How easy to slip into that life where she had a closet for her clothes and a closet for food and how easy to believe this was somehow normal. That’s what got King. Because where was the logic in the thing?
The author lays out his scenes impressionistically; while he succeeds in gestalt, his prose frequently trips over itself, muddying the narrative. The novel’s plot is intricate and sometimes exhilarating, but it is subverted by improbably-coincidental overconstruction, and by voyeuristic immersion in out-of-control police violence. I found it hard to grit my teeth through Yapa's prolonged, cinematically sensual portrayal of police brutality that rivaled the ugliest scenes in A Clockwork Orange.
Dr. Charles Wickramsinghe, a seventy year old Sri Lankan Deputy Minister is the novel’s seventh principal. He has flown into Seattle to collect a signature from then-POTUS Bill Clinton that will enable his country to join the WTO. With a diplomat’s calm, and an intricately informed history entwined with neighbors and university colleagues who morphed into the Buddhist mobs that burned, raped, maimed, and murdered their Tamil neighbors as Sri Lanka’s civil war ignited in the 1980s, Charles gives a judicious perspective on the protesters:
Charles Wickramsinghe was surprised to feel a widening respect. A respect with more than a pinch of regret. Because how wrong had he been? To think they knew nothing. To dismiss them. All these thoughtful young people striding toward the gates of capitalism -- they had taken Gandhi’s hunger strike and arrived at this.
And yet.
In the end I couldn't identify with characters whose experience of and relationship with the world they inhabit is presented in fleeting, fragmented glimpses. I found Victor, King, John Henry, Bishop, Park, Ju, and Charles more credible as allegory than as individuals. It was hard to swallow that their collective history encompassed the Oklahoma City bombing, impoverished young women begging for change in India and Peru, the Rodney King riots, the ELF arson in Vail, farmworkers striking in Watsonville, Shanghai's behind-the-flash backstreets, Seattle's gay pride parade, the Tamil Tigers of Sri Lanka, 'zine culture, the writings of Che Guevara and Mumia Abu-Jamal, storefront preaching, Fort Benning's School of the Americas ... pretty much the whole globalized ball of wax. Not that it couldn't be so. But the fictional-fact that these seven characters touched all that history makes for a fistful of narrative conveniences too many.

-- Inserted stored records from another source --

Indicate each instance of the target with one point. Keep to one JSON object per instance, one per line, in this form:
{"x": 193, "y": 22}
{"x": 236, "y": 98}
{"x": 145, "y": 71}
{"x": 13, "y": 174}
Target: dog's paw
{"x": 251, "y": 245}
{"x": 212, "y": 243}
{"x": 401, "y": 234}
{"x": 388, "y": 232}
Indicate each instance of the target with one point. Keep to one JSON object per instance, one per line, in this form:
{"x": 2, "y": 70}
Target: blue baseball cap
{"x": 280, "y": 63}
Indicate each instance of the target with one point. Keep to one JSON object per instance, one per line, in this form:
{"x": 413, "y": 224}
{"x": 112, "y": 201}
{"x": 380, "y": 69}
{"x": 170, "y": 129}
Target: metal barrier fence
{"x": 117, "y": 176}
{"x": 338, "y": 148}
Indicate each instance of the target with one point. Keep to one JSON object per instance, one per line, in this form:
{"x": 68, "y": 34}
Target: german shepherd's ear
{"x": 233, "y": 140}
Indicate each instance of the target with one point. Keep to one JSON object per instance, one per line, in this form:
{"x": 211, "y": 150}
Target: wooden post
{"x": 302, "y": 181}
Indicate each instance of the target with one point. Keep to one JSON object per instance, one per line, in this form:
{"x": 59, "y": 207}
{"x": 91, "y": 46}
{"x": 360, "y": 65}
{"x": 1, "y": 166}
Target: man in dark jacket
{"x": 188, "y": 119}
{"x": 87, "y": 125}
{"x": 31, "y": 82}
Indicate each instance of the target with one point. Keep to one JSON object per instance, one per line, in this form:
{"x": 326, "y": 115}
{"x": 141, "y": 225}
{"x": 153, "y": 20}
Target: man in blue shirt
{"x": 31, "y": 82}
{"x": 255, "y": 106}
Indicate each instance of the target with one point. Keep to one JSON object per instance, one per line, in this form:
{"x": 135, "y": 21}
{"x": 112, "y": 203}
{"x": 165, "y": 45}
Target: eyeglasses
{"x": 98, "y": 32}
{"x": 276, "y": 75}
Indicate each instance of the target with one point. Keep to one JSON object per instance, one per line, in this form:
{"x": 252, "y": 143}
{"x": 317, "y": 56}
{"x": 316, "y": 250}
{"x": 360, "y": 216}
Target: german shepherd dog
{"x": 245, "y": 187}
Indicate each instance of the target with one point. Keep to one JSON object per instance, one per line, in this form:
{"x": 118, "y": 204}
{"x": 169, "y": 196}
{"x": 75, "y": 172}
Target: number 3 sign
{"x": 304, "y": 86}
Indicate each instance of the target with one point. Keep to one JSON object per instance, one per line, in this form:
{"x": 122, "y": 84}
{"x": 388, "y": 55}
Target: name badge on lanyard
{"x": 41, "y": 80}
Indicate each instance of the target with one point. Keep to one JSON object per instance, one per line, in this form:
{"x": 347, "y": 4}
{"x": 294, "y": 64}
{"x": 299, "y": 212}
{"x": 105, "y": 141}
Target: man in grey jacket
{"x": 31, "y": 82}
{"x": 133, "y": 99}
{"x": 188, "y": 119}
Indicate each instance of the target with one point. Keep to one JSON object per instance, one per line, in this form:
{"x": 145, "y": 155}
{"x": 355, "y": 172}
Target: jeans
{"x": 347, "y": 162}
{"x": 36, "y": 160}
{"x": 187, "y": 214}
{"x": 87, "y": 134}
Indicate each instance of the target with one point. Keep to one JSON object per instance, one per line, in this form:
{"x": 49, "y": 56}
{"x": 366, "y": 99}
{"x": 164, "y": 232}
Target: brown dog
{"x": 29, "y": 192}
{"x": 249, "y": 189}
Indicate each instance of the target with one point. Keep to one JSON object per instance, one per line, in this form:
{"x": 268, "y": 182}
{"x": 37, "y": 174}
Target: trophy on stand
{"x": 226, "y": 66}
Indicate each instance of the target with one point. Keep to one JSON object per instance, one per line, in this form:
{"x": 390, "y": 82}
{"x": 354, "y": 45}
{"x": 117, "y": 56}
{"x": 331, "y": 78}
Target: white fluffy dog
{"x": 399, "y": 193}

Does Sunil Yapa see and render the true, zero-degrees-of-separation relationships between everything and everyone in this interconnected century? He does. A reader stands in awe of his synthetic vision. But even as I tumbled voraciously through his pages I was disappointed to find no credible character with whom to identify, and -- especially for readers unfamiliar with the intricacies of both political economy and mass protest -- little to establish a grounded footing in the world that the novel portrays.
On the other hand: just because it can't stand alone as a key to understanding the roiling conflicts of our current century does not diminish the insight and value of Your Heart is a Muscle the Size of a Fist. I’m glad to have read it, and look forward to the author's future work.